The lighting that I’d like to end up with is something along the lines of :
Now my second question is how much of these are just due to very good materials? Currently I only have very simple base placeholder materials as I wanted to nail my lighting and lightmaps first.
Slight update, put white reflecting cards in front of window in the living room with 450 intensity (to fill up the room more) and bedroom light about 85 intensity. Also tweaked all my lightmaps to 256 for a quick lightmap bake/test and through in a skylight to soften my light up a tad with a .25 intensity.
More tweaking, new appliances, added some doors getting my lighting where I feel it needs to be, this is a rather low build for lighting so some of my shadows are not as soft as they will be in a better build, C&C are welcome
@94 Currently it’s empty cause I wanted to really nail my lighting and atmosphere with the bigger parts of the scene in place, I will do a beauty pass with extra props
I’ll see what I can do about that, I use two different types of roughness maps to give it a little flavor but only is viewed in certain angles, let me know what you think, thanks!
Hey guys thanks for the comments, I have a question for you though, is there anyway to have a white card out of the window to cast that light but have it appear invisible in game as well as have an outside area?
you are going in right direction, need to control light burning though. Put a plane in backside of the window, check “Actor Hidden in game” in details panel of the plane use a spot light in direction of the plane to bounce light back in the room to produce soft environment shadows. Example image attached
Sorry about my absence but I am back in the grind. I am currently looking to take this project even further but I have run into some issues, mainly being packaging.

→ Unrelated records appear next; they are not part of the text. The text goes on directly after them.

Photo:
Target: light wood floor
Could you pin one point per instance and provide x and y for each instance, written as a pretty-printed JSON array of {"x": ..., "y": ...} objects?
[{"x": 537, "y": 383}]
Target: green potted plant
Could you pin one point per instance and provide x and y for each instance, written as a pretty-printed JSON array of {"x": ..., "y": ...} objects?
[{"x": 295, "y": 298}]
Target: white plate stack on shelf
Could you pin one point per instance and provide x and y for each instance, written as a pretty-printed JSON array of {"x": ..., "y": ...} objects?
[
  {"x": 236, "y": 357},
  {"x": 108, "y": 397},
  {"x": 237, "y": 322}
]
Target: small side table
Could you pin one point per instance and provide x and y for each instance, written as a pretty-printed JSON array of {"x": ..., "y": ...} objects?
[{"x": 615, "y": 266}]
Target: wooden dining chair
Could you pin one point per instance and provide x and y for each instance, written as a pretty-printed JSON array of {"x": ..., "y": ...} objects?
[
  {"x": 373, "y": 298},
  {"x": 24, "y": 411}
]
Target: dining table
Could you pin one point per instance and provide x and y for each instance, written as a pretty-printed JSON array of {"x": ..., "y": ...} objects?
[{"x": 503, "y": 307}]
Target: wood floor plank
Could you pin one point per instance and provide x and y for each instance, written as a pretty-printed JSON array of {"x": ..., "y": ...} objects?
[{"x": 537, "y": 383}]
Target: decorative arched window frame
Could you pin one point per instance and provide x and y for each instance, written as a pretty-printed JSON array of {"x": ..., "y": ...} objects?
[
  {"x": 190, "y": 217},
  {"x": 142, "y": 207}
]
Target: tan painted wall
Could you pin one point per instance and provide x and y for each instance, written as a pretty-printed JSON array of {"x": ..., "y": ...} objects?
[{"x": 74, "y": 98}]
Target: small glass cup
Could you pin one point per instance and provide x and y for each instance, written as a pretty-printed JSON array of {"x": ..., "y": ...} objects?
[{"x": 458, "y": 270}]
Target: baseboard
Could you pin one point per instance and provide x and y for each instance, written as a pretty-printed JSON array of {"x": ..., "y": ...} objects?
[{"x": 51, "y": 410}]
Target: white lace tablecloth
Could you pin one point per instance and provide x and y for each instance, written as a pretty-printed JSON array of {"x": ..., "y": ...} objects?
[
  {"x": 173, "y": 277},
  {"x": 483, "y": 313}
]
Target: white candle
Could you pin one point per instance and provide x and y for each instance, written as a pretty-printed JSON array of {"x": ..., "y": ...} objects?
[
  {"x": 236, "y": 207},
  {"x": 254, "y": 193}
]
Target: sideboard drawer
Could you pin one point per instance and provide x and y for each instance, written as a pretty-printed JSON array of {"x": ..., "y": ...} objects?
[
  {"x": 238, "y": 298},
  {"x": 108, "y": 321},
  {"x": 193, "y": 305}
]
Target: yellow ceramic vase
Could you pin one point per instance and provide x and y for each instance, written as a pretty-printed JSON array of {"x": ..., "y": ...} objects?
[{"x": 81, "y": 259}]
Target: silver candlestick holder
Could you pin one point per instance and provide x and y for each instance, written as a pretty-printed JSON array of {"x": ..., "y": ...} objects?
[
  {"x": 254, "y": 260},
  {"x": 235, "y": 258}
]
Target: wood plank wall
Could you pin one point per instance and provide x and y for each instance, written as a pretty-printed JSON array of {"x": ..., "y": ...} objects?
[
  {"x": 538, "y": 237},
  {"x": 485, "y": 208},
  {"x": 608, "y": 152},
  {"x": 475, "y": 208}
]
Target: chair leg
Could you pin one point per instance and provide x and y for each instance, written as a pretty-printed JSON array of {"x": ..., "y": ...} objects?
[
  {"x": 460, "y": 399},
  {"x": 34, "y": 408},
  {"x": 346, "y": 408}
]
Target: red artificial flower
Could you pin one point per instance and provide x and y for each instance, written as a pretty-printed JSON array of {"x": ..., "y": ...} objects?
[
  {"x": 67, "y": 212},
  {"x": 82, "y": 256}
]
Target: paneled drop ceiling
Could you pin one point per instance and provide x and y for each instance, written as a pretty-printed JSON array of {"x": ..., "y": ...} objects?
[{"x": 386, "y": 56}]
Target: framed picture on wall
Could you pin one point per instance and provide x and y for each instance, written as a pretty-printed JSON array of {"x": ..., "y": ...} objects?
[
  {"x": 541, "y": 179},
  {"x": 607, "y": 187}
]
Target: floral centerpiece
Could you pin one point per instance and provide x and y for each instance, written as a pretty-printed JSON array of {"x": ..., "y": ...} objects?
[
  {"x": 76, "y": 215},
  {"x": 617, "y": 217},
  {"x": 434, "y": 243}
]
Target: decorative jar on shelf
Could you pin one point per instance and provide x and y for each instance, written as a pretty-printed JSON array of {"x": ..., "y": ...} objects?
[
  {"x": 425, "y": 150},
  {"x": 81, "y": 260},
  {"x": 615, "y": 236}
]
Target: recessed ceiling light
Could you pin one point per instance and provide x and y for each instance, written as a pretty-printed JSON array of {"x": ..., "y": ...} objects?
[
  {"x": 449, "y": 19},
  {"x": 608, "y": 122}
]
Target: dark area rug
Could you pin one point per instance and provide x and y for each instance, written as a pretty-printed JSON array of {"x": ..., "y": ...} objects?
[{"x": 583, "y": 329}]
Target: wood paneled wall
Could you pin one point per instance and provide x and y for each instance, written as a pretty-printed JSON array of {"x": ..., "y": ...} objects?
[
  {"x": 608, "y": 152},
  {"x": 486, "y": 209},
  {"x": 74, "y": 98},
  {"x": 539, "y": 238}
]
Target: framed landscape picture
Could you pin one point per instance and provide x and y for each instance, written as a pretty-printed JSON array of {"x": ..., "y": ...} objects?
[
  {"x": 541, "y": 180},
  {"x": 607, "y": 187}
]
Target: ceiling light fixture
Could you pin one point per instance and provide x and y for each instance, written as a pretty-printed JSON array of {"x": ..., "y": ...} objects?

I have seen some documents on the packaging but I still am not able to produce a proper build. I tried to package my first project and it ate up nearly 47 gbs before I canceled it. So wondering if I can get some advice on how to do this properly and I am sorry if this was asked before but I have not found a proper solution to my problem, thank you!
Cool… You did mention above you were doing some basic light builds while iterating. I would recommend: Static Lighting Level to 0.5, Indirect Lighting Quality to 5.0, maybe Diffuse Boost to 0.5. And of course Production Quality build when finally rendering.
Just my personal preferences learning UE4 after a few years of learning Unity. I’m sure other ArchiViz pros will turn up the settings even more?
PS. Untick Compress Lightmaps, that speeds up application of lightmapping at the end of the Swarm process thingy.
I use 0.8 to 1 scale, 10 quality, 100 bounces, 0.65 smoothness. Lightmaps resolution 64 to 2048. Uncompressed. Epic quality. Works great so far in my scenes!
Very nice, would love to see the quality cranked up (Production Build) as per 's suggestions: “I use 0.8 to 1 scale, 10 quality, 100 bounces, 0.65 smoothness. Lightmaps resolution 64 to 2048. Uncompressed. Epic quality.”